Sollte es anders sein, wirst du wohl den Nobellpreis bekommen.


----------



## yukonjack (29. Januar 2018)

*AW: Mercury Anlasser dreht falschrum?*

von beiden Lösungsvorschlägen bin ich nicht überzeugt.


----------



## nobbi1962 (29. Januar 2018)

*AW: Mercury Anlasser dreht falschrum?*

gleichstromgenerator mal gucken.


----------



## nobbi1962 (29. Januar 2018)

*AW: Mercury Anlasser dreht falschrum?*

hau voll mit wc 40 und alle sicherungen gucken auch vom radio!!!


----------



## Meefo 46 (30. Januar 2018)

*AW: Mercury Anlasser dreht falschrum?*

Moin .

Batterie abklemmen 2.Batterie leihen anschliessen probieren.

Natürlich auf richtige Polung achten.


----------



## NaabMäx (30. Januar 2018)

*AW: Mercury Anlasser dreht falschrum?*

Anlasser so lassen, das Boot andersrum anbauen.

Was wurde am Boot / Anlasser gemacht?


----------



## Dorsch_Freak (31. Januar 2018)

*AW: Mercury Anlasser dreht falschrum?*

Moin, 

Also wie gesagt, seit dem ich das letzte Mal auf dem Wasser war, wurde rein gar nichts gemacht, nicht mal die Batterie geladen. Habe die jetzt mal falschrum angeschlossen, dann dreht der Anlasser zwar richtig. Aber das Antriebsrad zieht trotzdem nicht hoch.
Habe mal Fotos gemacht.


----------



## u-see fischer (31. Januar 2018)

*AW: Mercury Anlasser dreht falschrum?*

Damit das Zahnrad des Anlassers in das Zahnrad für den Motorantrieb einklinkt, wird das Zahnrad mittels eines Elektromagnet angehoben.

 Dieses Maget sitzt entweder fest (Oxidation) oder ist defekt. Mal mit einem kleinen Hammer und Schraubendreher auf den Anlasser klopfen, damit der Magetschalter sich wieder löst. Wenn Erfolglos ausbauen und reinigen (Wenn möglich, keine Ahnung ob man den öffnen kann) ansonsten Anlasser austauschen.

 PS. Glaube nicht, dass der Anlasser bei richtig gepolter Batterie falschrum dreht.


----------



## Gelöschtes Mitglied 150887 (31. Januar 2018)

*AW: Mercury Anlasser dreht falschrum?*



Dorsch_Freak schrieb:


> Moin,
> 
> Also wie gesagt, seit dem ich das letzte Mal auf dem Wasser war, wurde rein gar nichts gemacht, nicht mal die Batterie geladen.
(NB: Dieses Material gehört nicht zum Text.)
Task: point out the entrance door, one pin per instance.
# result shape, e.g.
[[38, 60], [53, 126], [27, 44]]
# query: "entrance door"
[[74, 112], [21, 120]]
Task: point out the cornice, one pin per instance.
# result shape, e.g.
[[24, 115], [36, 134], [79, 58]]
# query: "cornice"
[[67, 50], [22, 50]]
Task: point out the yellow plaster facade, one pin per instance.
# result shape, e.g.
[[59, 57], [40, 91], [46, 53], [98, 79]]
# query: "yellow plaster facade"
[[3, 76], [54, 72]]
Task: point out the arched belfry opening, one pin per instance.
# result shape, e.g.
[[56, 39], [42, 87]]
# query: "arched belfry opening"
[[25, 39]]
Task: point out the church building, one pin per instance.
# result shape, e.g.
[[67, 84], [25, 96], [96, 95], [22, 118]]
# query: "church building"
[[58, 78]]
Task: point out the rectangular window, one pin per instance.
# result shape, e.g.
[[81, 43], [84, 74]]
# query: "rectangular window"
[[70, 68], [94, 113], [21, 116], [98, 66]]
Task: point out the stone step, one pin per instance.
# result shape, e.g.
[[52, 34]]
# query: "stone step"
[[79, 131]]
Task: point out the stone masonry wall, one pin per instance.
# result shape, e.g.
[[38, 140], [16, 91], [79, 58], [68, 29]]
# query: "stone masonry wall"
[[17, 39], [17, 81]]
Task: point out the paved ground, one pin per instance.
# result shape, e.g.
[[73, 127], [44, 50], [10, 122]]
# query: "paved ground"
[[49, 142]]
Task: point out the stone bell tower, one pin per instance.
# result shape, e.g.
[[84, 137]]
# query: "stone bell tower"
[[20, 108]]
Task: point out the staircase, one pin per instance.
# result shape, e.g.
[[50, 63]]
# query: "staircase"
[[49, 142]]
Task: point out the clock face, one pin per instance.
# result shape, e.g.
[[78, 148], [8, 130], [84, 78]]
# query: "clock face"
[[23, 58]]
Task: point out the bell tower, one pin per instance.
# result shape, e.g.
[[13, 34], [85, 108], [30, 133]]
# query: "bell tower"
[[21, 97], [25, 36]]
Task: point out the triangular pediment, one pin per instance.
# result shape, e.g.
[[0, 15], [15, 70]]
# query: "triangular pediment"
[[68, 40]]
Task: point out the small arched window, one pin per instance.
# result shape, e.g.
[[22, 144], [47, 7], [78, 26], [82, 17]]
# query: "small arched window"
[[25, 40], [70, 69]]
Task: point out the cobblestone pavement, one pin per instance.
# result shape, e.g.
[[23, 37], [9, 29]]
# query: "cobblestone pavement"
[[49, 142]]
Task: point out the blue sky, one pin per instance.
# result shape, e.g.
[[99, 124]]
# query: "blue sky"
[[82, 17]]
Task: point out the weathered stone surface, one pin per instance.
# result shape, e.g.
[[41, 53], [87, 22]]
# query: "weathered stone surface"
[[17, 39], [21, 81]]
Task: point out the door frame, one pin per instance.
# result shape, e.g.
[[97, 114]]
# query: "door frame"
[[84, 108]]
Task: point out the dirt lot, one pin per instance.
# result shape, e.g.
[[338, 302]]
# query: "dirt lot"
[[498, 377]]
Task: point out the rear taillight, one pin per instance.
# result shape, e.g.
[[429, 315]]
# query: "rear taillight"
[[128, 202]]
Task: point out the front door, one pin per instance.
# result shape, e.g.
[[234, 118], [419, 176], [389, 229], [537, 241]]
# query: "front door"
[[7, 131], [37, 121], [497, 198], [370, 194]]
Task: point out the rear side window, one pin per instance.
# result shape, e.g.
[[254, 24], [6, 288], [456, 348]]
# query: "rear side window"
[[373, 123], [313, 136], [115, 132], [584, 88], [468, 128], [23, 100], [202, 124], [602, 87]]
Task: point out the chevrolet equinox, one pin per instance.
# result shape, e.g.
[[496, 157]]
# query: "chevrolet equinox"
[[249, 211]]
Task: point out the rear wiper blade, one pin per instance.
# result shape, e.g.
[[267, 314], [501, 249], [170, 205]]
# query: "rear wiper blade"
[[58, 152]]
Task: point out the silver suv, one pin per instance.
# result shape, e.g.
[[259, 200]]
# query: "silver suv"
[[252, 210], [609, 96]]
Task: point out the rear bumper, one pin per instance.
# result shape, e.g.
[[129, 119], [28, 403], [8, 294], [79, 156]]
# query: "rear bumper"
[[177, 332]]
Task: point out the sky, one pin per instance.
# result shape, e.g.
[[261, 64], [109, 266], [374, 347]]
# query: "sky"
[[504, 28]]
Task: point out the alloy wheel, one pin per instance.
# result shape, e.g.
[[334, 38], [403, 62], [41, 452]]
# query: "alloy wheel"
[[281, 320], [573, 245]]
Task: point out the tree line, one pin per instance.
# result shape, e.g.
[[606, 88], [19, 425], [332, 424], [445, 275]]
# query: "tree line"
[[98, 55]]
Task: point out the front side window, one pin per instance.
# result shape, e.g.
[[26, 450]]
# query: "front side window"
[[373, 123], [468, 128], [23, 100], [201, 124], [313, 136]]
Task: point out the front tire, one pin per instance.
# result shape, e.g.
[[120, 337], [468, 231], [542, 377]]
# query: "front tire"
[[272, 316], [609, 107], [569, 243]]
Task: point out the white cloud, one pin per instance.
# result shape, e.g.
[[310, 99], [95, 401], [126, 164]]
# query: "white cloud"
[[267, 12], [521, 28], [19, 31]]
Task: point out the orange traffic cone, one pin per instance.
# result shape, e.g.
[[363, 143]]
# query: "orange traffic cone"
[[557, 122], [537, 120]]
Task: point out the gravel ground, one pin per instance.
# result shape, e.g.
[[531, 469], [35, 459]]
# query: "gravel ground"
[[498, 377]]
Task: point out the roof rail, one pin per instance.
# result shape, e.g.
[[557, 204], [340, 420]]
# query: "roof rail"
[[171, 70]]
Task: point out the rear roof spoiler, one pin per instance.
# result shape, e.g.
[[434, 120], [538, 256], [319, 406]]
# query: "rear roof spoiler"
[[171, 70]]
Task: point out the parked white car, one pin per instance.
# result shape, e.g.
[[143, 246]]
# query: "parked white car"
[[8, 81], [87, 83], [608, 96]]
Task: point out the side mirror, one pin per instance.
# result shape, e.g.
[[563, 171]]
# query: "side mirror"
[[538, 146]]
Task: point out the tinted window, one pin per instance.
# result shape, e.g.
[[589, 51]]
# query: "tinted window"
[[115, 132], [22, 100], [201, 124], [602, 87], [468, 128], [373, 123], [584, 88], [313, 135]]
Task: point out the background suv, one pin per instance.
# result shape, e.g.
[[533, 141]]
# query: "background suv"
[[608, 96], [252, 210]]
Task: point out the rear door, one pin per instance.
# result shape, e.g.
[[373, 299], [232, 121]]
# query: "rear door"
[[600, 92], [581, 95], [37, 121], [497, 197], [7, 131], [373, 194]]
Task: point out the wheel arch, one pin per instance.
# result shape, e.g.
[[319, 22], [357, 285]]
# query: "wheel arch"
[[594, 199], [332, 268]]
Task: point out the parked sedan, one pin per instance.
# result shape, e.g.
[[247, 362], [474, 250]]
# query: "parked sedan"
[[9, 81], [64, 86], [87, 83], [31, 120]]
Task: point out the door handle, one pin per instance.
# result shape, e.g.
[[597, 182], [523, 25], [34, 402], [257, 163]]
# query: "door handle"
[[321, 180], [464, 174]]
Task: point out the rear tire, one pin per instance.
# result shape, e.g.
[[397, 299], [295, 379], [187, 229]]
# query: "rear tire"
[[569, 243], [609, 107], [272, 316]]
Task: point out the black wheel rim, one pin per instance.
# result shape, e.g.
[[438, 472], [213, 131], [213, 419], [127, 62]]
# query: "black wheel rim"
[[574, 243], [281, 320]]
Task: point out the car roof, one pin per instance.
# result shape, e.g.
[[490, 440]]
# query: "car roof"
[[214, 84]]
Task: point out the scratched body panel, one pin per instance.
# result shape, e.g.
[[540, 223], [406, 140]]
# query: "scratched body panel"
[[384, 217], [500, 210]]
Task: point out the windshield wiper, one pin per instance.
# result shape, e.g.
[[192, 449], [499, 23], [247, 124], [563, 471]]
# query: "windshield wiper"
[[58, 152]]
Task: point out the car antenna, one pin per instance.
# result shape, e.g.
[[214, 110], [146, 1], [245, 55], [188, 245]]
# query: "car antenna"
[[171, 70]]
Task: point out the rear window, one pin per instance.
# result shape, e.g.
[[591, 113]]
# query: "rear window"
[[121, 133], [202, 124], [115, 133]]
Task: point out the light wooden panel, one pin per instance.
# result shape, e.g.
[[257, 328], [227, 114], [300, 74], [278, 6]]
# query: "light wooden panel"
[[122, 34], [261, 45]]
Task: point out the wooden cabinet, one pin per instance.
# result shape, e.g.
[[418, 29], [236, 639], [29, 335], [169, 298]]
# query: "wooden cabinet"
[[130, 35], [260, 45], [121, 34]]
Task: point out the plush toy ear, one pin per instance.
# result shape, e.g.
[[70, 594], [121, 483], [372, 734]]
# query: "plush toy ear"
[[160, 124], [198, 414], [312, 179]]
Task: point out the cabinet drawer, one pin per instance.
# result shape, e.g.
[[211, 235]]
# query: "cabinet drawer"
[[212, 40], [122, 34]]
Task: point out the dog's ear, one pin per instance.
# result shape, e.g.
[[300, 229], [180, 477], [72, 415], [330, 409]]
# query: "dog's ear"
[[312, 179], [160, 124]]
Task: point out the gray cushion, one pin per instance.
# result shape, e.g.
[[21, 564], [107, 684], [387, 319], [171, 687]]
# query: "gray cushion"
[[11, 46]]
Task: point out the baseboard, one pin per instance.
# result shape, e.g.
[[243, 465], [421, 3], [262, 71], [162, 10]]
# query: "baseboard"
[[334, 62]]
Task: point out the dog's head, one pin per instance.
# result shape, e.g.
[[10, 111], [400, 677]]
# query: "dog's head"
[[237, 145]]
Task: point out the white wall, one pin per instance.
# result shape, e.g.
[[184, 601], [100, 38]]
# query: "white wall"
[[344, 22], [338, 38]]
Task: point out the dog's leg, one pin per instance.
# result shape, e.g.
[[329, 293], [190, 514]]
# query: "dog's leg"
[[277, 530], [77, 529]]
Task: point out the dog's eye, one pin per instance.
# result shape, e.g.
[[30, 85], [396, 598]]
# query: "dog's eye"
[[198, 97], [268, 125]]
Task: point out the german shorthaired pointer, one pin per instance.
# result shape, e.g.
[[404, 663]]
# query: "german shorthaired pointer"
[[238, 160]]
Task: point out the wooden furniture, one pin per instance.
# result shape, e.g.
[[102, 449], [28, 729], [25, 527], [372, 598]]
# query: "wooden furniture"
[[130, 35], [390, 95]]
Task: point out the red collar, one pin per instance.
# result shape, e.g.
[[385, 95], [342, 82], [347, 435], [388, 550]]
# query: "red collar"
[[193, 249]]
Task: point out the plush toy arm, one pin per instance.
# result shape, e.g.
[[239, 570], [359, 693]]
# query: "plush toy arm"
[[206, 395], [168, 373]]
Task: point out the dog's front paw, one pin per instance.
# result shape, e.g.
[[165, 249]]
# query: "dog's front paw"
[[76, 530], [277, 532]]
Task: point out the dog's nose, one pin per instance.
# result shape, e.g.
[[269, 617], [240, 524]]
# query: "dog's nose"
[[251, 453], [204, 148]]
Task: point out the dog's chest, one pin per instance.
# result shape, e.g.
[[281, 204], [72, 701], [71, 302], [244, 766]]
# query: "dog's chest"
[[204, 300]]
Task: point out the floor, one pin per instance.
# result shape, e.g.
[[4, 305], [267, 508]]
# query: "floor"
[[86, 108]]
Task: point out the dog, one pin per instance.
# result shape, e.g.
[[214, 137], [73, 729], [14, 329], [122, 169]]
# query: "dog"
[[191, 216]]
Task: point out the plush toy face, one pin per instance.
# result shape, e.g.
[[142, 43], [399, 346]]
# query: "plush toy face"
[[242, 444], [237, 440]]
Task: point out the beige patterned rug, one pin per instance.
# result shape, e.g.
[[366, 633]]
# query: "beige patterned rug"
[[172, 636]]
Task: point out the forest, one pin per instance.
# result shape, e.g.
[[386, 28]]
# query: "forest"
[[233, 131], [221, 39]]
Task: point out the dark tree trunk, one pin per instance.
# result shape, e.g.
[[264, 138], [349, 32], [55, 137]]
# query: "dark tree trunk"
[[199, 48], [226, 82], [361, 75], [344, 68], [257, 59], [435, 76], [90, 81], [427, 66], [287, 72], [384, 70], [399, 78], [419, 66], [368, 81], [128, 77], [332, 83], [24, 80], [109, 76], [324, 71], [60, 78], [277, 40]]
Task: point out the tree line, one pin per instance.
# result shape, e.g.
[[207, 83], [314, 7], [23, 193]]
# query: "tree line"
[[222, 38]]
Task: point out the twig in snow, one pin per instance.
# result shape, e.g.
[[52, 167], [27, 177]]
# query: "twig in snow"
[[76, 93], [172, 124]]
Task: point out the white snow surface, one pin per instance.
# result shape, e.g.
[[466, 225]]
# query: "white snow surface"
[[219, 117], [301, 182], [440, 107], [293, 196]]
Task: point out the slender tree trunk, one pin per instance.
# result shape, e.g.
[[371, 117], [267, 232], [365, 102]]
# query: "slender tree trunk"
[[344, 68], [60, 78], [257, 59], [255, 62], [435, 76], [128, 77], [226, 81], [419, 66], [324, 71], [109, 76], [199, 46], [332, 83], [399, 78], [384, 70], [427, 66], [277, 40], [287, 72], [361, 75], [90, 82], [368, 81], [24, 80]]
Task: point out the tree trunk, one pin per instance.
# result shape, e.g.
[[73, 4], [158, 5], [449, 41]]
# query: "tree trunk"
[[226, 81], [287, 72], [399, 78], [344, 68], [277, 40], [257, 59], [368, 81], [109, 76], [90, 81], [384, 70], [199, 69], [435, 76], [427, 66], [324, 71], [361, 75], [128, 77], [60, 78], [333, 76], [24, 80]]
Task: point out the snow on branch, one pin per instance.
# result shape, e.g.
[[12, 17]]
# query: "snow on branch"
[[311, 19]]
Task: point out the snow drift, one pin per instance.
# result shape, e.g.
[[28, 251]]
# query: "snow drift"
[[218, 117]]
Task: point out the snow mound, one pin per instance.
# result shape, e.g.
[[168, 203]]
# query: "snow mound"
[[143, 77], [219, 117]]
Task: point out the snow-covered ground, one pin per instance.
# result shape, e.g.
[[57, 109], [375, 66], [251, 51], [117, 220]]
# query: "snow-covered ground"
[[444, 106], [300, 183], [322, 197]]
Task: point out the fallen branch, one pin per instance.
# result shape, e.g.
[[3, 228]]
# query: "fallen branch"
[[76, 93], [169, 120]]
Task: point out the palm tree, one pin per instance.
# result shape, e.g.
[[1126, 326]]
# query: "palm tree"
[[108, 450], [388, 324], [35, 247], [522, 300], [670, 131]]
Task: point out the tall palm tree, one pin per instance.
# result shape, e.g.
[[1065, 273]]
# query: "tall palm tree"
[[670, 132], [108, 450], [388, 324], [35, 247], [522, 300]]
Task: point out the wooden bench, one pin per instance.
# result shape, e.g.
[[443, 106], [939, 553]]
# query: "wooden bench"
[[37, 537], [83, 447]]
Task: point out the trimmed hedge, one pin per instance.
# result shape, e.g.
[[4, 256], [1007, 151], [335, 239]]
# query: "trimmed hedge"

Habe die jetzt mal falschrum angeschlossen, dann dreht der Anlasser zwar richtig. Aber das Antriebsrad zieht trotzdem nicht hoch.
> Habe mal Fotos gemacht.



Ruf mal Cyrus Kegel 04508/777 77 10 an, ich vermute der Magnetschalter ist defekt oder die Mechanik verharzt.

Mit etwas Glück bekommst du bei Ihm einen Repsatz.

Edit der U-see fischer war wohl schneller, dem stimme ich zu


----------



## NaabMäx (31. Januar 2018)

*AW: Mercury Anlasser dreht falschrum?*

Hast du es mit einer vollen Battertie oder überbrücken schon mal probiert?
Evtl. reicht nur der Saft nicht.

Niemals die Batterie andersrum anschießen. Nur prüfen, ob geladen und richtig angeschlossen.  *Wenn beides o.k., kann es an dem nicht liegen.*  (Kurzer > Spritleckage > juchu Silvester). 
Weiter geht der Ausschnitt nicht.